Field Guide · concept

Also known as: OOT module, out-of-tree module, gr-module

An out-of-tree module (OOT) is a custom GNU Radio component built and installed outside GNU Radio’s own source tree.1 It is the sanctioned way to add your own blocks without forking or modifying GNU Radio itself: you create a small package — conventionally named gr-<something> — that compiles against the installed GNU Radio libraries and registers new blocks into the runtime and into GNU Radio Companion. Nearly every third-party GNU Radio capability, from decoders to hardware drivers, ships as an OOT module.

GNU Radio core runtime + blocks gr-mymod (OOT) your blocks + CMake + bindings links against / registers into
An OOT module is a separate package that links against installed GNU Radio and registers new blocks into the shared runtime and block library.

How it works

An OOT module is generated and maintained with gr_modtool, GNU Radio’s scaffolding utility. gr_modtool newmod <name> creates the package skeleton; gr_modtool add <block> generates the source, header, QA test, GRC block definition (a YAML file), and Python binding stubs for a new block. You fill in the block’s work()/general_work(), then build and install with CMake. After installation the block is indistinguishable from a core block: it is importable from Python, usable from C++, and shows up in the GRC palette.

The package is deliberately self-contained so it can version and distribute independently of GNU Radio releases. It carries:

  • Block implementations (C++ and/or Python) plus their public headers.
  • Bindings that expose C++ blocks to Python (pybind11 in modern GNU Radio).
  • GRC block YAML so the block appears with parameters and ports in the GUI.
  • A CMake build that finds the installed GNU Radio and links against it.
  • QA / unit tests, run against captured data with no radio hardware needed.

Because it links against GNU Radio’s stable ABI rather than editing it, an OOT module rides along with the installed framework: upgrade GNU Radio and, if the API is compatible, rebuild the module against it.

In practice

OOT modules are the unit of sharing in the GNU Radio ecosystem. Community packages — gr-osmosdr for hardware access, and many protocol decoders — are OOT modules you install alongside core. A module can bundle a mix of primitive blocks and hierarchical blocks, so a project can ship both low-level DSP and ready-assembled front ends together. Convention names the package gr-<name> and the Python namespace to match, which is why installed third-party GNU Radio content is easy to spot.

Relevance to SDR

The OOT pattern is what makes GNU Radio extensible without central gatekeeping: anyone can add a demodulator or a device driver as a clean, versioned, testable package rather than patching the framework. For SDR developers it is the concrete answer to “how do I add my own processing to GNU Radio” — scaffold with gr_modtool, implement the block, build, install, done — and it enforces good habits (isolated builds, bindings, and hardware-free QA tests) along the way.
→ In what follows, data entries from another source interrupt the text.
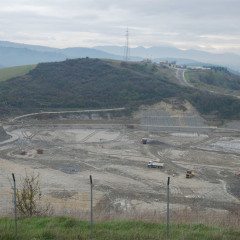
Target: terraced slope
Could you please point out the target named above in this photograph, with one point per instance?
(93, 83)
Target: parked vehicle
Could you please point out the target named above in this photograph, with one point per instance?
(189, 174)
(153, 164)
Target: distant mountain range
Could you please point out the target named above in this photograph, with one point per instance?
(13, 54)
(16, 54)
(229, 60)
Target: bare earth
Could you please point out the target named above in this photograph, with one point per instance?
(114, 155)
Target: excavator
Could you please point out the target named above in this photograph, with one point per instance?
(189, 174)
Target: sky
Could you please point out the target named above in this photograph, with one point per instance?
(211, 25)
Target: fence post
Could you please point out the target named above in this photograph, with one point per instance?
(91, 207)
(15, 203)
(168, 199)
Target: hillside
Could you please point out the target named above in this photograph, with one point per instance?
(17, 54)
(229, 60)
(93, 83)
(218, 78)
(7, 73)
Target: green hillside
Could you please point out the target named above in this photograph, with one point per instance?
(7, 73)
(93, 83)
(63, 228)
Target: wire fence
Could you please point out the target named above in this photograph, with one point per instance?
(198, 209)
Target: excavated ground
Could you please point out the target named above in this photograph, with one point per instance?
(114, 155)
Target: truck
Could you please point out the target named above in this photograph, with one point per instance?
(189, 173)
(154, 164)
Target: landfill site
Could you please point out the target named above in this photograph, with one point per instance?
(129, 158)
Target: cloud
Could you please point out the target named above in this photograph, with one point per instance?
(213, 24)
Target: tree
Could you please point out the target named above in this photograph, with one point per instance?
(29, 197)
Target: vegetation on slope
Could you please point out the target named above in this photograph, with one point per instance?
(216, 77)
(93, 83)
(8, 73)
(61, 228)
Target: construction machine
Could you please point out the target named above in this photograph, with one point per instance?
(189, 174)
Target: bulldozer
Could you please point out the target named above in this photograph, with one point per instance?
(189, 174)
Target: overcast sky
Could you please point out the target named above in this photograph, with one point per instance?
(212, 25)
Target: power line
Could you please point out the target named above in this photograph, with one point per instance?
(126, 48)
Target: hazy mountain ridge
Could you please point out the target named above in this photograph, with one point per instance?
(16, 54)
(230, 60)
(12, 54)
(93, 83)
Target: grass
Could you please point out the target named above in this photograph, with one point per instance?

GopherTrunk has no GNU Radio dependency, so it neither is nor consumes OOT modules — its blocks are Go packages compiled into a single static binary rather than gr-modules linked against a shared GNU Radio install. The relevant contrast is architectural: the OOT model plugs new DSP into an external framework’s runtime and block registry, whereas GopherTrunk builds its DSP directly in Go and depends on nothing external at run time. Knowing the OOT workflow is still essential for anyone comparing GopherTrunk with the mainstream GNU Radio decoders it competes with, and for reusing the wider ecosystem’s blocks outside of Go.

Sources

  1. Out Of Tree Modules — GNU Radio Wiki, on creating gr- modules with gr_modtool, CMake builds, bindings, and GRC integration.